Hereditary leaves us with an ending where trauma has had the final word and you are not totally sure whether what you see – Peter becoming the vessel for the demonic King Paimon – is what actually happened or if the blank stare on Peter’s face is the emotional numbness and trauma giving way to a blank expression where he doesn’t know what to do anymore.

However, for those of us in the Christian tradition, we know that fear, grief, and trauma do not have the final word. While it can be easy to dispense with cheap cliches of vague pseudo-Christian advice, as if one’s grief and trauma can be healed by meditating on a bumper sticker, true hope – the Christian understanding – is, as philosopher James K.A. Smith says, “[awaiting] the coming of a God with scars.” In the Incarnation, Jesus Christ himself faced trauma and grief, knowing what the human body feels like when faced with the horrors of all that entails. And in his resurrection from the dead, the God-Man promised that we will find healing one day – where we can rest and no longer feel the effects of trauma on our bodies.

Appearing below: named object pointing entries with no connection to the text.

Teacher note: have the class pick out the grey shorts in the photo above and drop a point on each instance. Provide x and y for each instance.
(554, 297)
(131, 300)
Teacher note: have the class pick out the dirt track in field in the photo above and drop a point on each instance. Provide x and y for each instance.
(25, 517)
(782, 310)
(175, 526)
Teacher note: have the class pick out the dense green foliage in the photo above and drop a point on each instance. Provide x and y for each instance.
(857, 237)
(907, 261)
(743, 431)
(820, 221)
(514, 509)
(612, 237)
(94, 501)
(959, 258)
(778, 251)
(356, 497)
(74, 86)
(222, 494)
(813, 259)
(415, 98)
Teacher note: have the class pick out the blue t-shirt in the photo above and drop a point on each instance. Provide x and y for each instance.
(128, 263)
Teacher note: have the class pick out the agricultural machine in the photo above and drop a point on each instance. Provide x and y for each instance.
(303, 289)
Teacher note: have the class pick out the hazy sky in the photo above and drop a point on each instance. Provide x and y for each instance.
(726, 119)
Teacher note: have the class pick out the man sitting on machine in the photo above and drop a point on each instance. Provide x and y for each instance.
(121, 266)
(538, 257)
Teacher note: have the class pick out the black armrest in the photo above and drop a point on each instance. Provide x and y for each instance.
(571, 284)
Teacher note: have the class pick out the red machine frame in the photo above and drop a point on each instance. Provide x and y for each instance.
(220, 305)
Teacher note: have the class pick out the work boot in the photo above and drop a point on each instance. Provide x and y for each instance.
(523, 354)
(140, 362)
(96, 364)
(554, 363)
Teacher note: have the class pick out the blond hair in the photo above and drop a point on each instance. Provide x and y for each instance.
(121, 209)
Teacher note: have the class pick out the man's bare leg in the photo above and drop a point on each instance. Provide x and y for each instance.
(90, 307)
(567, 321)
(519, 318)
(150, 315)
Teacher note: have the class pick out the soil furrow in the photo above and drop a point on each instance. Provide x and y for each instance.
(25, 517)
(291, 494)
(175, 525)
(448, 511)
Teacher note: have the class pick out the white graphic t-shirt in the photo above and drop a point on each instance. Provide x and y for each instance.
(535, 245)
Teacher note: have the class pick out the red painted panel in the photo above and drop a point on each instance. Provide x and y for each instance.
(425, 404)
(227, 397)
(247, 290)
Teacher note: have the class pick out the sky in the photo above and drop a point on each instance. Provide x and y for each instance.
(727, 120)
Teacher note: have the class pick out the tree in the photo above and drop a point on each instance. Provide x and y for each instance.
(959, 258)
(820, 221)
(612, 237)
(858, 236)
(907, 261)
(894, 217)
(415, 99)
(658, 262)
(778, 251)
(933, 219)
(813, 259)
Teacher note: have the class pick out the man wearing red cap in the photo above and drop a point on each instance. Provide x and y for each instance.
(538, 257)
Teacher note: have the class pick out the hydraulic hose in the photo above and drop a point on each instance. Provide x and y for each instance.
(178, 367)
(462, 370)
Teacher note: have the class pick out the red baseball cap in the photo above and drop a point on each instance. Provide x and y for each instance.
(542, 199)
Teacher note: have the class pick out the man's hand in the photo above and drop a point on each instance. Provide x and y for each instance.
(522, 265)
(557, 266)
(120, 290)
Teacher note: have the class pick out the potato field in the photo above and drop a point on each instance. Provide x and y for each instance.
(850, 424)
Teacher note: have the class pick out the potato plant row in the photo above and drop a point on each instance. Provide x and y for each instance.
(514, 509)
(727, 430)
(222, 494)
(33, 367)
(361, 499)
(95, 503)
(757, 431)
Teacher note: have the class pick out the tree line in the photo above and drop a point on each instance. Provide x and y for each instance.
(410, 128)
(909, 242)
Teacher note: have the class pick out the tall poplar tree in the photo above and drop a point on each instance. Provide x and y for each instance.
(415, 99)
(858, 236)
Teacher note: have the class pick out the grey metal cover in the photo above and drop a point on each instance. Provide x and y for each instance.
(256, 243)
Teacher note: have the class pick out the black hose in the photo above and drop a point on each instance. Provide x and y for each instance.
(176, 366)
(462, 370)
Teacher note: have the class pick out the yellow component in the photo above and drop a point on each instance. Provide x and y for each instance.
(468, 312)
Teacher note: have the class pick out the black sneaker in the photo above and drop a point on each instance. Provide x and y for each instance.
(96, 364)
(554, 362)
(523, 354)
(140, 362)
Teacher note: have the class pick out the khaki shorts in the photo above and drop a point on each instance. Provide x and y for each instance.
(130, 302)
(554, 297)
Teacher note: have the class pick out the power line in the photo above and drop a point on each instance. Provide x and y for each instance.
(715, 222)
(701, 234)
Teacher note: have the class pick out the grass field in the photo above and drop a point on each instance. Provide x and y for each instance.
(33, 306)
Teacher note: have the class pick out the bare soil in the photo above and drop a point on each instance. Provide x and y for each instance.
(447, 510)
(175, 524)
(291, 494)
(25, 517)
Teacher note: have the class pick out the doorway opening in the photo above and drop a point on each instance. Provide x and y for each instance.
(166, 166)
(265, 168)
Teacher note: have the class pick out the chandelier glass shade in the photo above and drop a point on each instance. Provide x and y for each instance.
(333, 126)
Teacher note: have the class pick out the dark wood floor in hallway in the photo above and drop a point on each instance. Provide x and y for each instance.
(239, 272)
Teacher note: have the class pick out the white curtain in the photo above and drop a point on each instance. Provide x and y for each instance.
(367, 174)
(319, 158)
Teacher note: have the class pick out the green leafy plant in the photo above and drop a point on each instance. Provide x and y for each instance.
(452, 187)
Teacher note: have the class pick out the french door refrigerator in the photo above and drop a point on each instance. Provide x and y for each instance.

As a person who lives with the effects of trauma and grief every day, I can empathize with the unsettling nature of these characters’ lives. Trauma is a disorienting experience. While it effects us in ways we are often not immediately aware of, we can develop and nurture emotionally healthy ways to live with it. If Hereditary gives us a fatalistic picture of trauma, the Christian tradition says just the opposite. It doesn’t ask us to pray it away, pretend it isn’t there, or to downplay its very real effects. Instead, it simply whispers, “Don’t lose hope.”

As director Ari Aster himself has said, “Films that deeply affected me did not allow me to move on.” Grief and trauma, for many people, do not allow them to move on. And so it is with Hereditary. It will sit with you for days, perhaps prompting you to be more thankful for family, cherishing those moments when you can hold your little ones a bit more close.